Le calendrier fait la une des journaux, mais le fond du projet de loi n’a pas été entièrement résolu. La question de l’éthique reste la question centrale en suspens : un amendement de Van Hollen sur les conflits d’intérêts a échoué par 11 voix contre 13 en commission, et les sénateurs Ruben Gallego et Cory Booker continuent de faire des normes d’éthique exécutoires une condition de leur soutien.
Thorn a écrit qu’au moins deux votes non républicains – Josh Hawley et Rand Paul – sont attendus, ce qui signifie que le soutien croisé démocrate n’est pas facultatif.
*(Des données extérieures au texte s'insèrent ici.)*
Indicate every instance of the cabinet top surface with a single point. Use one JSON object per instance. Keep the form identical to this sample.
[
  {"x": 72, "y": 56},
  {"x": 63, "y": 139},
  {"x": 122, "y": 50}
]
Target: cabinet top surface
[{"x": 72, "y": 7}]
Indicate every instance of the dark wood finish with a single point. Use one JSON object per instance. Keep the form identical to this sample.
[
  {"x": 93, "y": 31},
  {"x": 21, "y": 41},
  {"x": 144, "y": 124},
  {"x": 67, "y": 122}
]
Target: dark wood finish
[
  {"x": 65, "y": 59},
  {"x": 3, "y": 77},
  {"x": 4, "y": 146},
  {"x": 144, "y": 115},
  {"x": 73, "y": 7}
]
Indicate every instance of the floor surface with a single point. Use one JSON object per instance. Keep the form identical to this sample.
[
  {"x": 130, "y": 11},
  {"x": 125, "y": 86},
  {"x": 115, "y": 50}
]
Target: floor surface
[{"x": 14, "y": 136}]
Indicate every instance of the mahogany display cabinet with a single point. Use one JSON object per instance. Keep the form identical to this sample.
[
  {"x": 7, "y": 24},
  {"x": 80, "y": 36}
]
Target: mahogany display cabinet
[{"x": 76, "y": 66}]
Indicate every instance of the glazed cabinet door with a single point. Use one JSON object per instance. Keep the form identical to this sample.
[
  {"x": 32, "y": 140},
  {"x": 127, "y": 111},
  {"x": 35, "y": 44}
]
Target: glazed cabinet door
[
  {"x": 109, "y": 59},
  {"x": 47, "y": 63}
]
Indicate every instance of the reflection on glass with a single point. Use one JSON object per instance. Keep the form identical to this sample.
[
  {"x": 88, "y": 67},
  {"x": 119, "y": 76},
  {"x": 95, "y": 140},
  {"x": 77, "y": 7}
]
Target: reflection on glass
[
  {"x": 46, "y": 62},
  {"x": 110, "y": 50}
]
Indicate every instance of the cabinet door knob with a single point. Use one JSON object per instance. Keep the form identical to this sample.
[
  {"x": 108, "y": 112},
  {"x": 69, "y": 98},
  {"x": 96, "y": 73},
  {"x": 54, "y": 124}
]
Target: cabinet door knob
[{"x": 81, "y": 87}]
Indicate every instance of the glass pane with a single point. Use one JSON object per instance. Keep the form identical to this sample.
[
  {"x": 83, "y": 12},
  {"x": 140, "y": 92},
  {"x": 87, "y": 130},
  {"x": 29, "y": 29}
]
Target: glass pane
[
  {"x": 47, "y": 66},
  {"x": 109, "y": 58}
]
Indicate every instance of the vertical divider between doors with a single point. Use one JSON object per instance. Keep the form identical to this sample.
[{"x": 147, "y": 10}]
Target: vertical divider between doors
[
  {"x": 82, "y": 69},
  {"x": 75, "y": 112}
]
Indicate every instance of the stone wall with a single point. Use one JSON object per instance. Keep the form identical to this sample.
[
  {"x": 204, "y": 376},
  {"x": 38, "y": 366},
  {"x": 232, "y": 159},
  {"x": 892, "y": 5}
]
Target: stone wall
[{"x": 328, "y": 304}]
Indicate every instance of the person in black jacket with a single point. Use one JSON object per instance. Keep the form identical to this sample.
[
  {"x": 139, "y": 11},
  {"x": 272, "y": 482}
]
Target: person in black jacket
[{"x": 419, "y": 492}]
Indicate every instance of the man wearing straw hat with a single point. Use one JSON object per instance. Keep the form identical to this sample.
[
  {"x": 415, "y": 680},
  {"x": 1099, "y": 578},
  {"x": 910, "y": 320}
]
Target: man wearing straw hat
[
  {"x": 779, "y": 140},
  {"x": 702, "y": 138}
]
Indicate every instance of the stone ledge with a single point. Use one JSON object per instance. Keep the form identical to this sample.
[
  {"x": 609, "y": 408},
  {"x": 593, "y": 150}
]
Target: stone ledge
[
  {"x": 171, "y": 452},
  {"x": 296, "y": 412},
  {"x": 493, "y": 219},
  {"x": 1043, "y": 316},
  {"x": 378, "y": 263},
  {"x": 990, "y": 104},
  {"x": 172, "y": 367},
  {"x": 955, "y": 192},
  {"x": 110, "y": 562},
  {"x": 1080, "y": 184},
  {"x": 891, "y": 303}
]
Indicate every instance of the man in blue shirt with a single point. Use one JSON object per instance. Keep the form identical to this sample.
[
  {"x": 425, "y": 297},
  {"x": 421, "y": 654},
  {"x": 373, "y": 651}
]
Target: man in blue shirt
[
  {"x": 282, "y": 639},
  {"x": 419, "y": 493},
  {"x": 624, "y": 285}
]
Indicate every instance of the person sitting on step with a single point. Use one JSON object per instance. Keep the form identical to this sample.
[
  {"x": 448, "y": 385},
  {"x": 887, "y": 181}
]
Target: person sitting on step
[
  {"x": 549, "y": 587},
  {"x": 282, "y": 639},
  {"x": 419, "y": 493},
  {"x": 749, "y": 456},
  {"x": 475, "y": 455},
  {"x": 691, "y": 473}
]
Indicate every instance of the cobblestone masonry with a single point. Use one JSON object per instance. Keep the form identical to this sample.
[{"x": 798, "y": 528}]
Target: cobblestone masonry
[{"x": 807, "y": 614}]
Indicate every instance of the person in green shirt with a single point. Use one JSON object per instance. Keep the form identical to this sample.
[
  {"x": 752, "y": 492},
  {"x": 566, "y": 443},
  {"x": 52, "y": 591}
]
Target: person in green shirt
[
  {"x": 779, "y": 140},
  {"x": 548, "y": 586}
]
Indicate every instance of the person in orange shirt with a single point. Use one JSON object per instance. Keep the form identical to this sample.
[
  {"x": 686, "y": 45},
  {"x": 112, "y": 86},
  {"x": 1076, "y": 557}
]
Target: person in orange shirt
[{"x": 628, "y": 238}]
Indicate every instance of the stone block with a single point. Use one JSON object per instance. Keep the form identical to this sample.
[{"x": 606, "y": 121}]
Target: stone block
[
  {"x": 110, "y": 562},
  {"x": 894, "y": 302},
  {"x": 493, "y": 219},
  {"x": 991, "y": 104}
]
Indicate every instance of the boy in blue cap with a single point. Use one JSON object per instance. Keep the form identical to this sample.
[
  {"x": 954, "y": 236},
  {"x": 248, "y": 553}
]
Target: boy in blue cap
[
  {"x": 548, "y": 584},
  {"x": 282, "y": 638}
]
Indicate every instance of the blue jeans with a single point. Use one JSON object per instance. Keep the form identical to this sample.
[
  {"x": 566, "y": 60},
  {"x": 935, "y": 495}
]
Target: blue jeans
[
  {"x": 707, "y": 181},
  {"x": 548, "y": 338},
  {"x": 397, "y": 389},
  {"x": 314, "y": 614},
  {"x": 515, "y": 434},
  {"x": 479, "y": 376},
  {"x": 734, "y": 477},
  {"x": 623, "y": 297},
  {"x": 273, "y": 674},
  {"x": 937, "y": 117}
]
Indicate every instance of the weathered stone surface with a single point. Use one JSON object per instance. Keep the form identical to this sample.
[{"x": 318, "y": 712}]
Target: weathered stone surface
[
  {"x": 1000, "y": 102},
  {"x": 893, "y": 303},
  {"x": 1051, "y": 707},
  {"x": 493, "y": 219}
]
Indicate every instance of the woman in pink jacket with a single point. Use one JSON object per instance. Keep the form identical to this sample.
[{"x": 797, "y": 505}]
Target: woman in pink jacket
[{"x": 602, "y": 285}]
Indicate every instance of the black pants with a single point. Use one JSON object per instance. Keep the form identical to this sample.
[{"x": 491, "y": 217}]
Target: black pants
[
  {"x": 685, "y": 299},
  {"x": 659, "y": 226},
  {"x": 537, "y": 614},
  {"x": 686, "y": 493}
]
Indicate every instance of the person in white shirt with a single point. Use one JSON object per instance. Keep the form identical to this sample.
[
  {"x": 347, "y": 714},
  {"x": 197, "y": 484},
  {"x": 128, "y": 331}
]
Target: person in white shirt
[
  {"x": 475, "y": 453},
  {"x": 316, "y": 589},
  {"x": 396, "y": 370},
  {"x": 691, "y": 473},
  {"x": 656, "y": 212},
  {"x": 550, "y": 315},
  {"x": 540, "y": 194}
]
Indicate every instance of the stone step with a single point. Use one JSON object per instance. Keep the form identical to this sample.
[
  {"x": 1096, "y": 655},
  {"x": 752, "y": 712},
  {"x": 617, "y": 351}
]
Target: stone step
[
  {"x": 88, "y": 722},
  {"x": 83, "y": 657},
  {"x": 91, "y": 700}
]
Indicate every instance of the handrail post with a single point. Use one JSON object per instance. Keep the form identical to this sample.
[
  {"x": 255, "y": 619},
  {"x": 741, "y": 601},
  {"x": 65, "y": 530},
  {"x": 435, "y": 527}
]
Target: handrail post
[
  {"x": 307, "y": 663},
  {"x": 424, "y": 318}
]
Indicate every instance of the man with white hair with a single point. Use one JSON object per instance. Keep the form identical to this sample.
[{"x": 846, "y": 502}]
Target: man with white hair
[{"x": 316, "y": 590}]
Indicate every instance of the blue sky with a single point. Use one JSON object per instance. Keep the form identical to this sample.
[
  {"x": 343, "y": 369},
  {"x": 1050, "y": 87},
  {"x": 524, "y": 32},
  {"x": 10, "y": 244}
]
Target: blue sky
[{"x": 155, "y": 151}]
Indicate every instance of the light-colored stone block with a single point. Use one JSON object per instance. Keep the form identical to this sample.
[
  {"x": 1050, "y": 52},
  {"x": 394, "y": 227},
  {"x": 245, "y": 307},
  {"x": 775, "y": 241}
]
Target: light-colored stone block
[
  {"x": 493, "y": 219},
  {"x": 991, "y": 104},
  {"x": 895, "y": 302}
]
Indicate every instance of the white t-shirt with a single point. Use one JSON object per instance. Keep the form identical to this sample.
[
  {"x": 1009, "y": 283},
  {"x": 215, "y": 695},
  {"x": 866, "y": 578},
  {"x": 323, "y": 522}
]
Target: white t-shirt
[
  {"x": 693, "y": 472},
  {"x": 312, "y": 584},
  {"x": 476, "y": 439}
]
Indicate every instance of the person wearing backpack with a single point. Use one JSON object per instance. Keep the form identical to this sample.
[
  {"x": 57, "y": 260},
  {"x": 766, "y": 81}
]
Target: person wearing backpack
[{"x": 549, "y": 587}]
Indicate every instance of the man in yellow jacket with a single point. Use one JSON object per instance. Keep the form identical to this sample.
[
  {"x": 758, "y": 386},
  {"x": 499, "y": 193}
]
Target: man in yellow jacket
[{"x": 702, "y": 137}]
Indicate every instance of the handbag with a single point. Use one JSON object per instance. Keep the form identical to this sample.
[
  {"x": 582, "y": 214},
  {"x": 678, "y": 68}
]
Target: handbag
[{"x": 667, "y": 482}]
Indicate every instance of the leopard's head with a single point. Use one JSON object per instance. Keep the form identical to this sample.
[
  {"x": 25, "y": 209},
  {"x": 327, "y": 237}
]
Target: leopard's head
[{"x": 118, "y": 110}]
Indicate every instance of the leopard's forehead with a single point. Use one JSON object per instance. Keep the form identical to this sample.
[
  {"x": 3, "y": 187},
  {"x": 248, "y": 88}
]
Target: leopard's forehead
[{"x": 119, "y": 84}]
Les sénateurs alignés sur les forces de l’ordre font également pression pour que d’autres changements soient apportés au langage de protection des développeurs au sein de la BRCA.
La note de Galaxy identifiait les conditions qui feraient remonter les chances : un accord public sur un texte combiné banque-agriculture, une résolution crédible des différends éthiques ou BRCA d’une manière qui verrouille un bloc démocrate durable, et un engagement plancher de la part des dirigeants pour juillet. Une annonce de calendrier dans les deux prochaines semaines, a écrit Thorn, ramènerait l’entreprise vers 60 % ou plus. Un silence persistant jusqu’à la mi-juillet le pousserait à la baisse.
Pour l’instant, le projet de loi attend au numéro 423 du calendrier du Sénat – réel, mais imprévu, dans une chambre qui ne cesse de trouver d’autres choses à faire.